Compounds Could Be Basis For Devices That Turn Waste Heat Into Electricity
Cage-like compounds called clathrates could be used for harvesting waste heat and turning it into electricity. UC Davis chemists just discovered a whole new class of clathrates, potentially opening new ways to make and apply these materials.
A clathrate is basically a cage of atoms with another atom trapped inside, said Kirill Kovnir, assistant professor of chemistry at UC Davis, who led the work, published recently in the journal Angewandte Chemie. Because the cage is relatively large compared to the atom, the trapped atom can rattle around inside, and that means that clathrates conduct heat very poorly, he said.
What they can do, though, is convert heat into electricity.
“Our energy sources waste about 60 percent or more as heat,” Kovnir said. For example, a car engine generates lots of heat, almost none of which is usefully captured.
Thermoelectric devices that can convert heat to electricity have been used for example to power Mars rovers, where a radioactive source gives off heat that is converted to electricity to power the rover. Widely available thermoelectrics could be used for applications from powering a watch with body heat to making vehicles more efficient.

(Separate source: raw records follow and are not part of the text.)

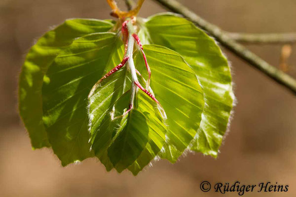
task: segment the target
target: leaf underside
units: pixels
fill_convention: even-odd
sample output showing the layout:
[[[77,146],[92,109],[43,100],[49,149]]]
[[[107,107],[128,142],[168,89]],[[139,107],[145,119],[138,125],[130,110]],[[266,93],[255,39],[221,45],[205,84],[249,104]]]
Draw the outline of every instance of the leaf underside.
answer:
[[[151,72],[148,90],[161,105],[138,89],[133,109],[123,116],[132,95],[127,66],[100,80],[125,55],[114,24],[68,20],[30,50],[19,95],[33,149],[51,146],[63,166],[95,156],[107,171],[135,175],[155,159],[176,162],[186,149],[217,157],[234,95],[227,60],[215,41],[174,14],[139,18]],[[145,63],[135,49],[132,61],[146,87]]]
[[[146,37],[142,40],[179,53],[197,76],[204,94],[205,107],[189,149],[216,157],[234,99],[227,59],[213,38],[178,15],[157,14],[143,25],[145,28],[139,33]]]

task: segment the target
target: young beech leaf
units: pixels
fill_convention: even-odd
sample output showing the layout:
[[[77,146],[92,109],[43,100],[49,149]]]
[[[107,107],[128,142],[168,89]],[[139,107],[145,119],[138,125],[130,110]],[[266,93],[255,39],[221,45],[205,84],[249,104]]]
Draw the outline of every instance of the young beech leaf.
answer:
[[[49,66],[42,87],[43,120],[63,165],[93,156],[88,143],[87,95],[124,52],[115,33],[92,33],[73,41]]]
[[[139,33],[142,40],[178,52],[197,75],[204,94],[205,107],[190,149],[217,157],[234,98],[226,59],[213,38],[176,14],[152,16],[142,25]]]
[[[160,156],[174,162],[199,127],[203,94],[195,74],[179,54],[153,45],[144,45],[144,51],[151,69],[151,88],[167,116],[167,143]],[[137,54],[135,61],[137,69],[145,76],[142,55]]]
[[[174,14],[126,19],[67,20],[32,48],[19,92],[32,147],[135,175],[187,149],[216,157],[234,99],[220,48]]]
[[[89,98],[91,142],[107,170],[121,172],[132,164],[129,169],[136,174],[160,151],[166,129],[157,103],[141,90],[133,109],[122,117],[130,101],[128,73],[124,66],[95,85]]]
[[[86,34],[105,32],[112,27],[112,21],[75,19],[45,33],[31,48],[27,55],[20,76],[20,114],[33,149],[49,147],[42,121],[41,87],[48,67],[61,50],[75,38]]]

Clathrates of Metals and Other Atoms
Clathrates have been around for a long time – as a class of materials, they were discovered in 1810 by the chemist Humphrey Davy. Clathrate structures based on water under pressure trap reserves of methane in the deep ocean.
Kovnir, however, is more interested in clathrates built of atoms such as copper, zinc and phosphorous and barium that are stable at room temperatures.
To date, all clathrates described have been based on a tetrahedral structure: each atom in the cage is bonded with four other atoms. More than 200 years after they were discovered, Kovnir’s team has produced and described stable clathrates with atoms with five, six or more bonds.
“It was assumed that that framework had to be tetrahedrally coordinated,” Kovnir said. “This is the first case where they don’t have to be, and it suggests many more are possible.”
The chemists were actually trying to probe the stability of the clathrate structure when they discovered the new compounds. To make four bonds, each atom needs four electrons available. By adding atoms with more electrons (such as zinc) Kovnir was expecting to be able to break the clathrate structure. Instead, they found they could produce entirely new, stable structures, including one with a cage of zinc, copper and phosphorous atoms trapping a barium atom. The new structure was featured on the cover of the journal Angewandte Chemie, with an accompanying research highlight.
Next steps are to optimize the thermoelectric properties of the new materials and see if they can tweak them for best performance, Kovnir said.
Kovnir’s co-authors on the work were Juli-Anna Dolyniuk and Julia Zaikina, UC Davis Department of Chemistry, and Derrick Kaseman and Sabyasachi Sen, UC Davis Department of Materials Science and Engineering.
The work was supported by the U.S. Department of Energy Office of Science, and made use of the Advanced Photon Source at Argonne National Laboratory and the Spallation Neutron Source at Oak Ridge National Laboratory, both operated by the Department of Energy.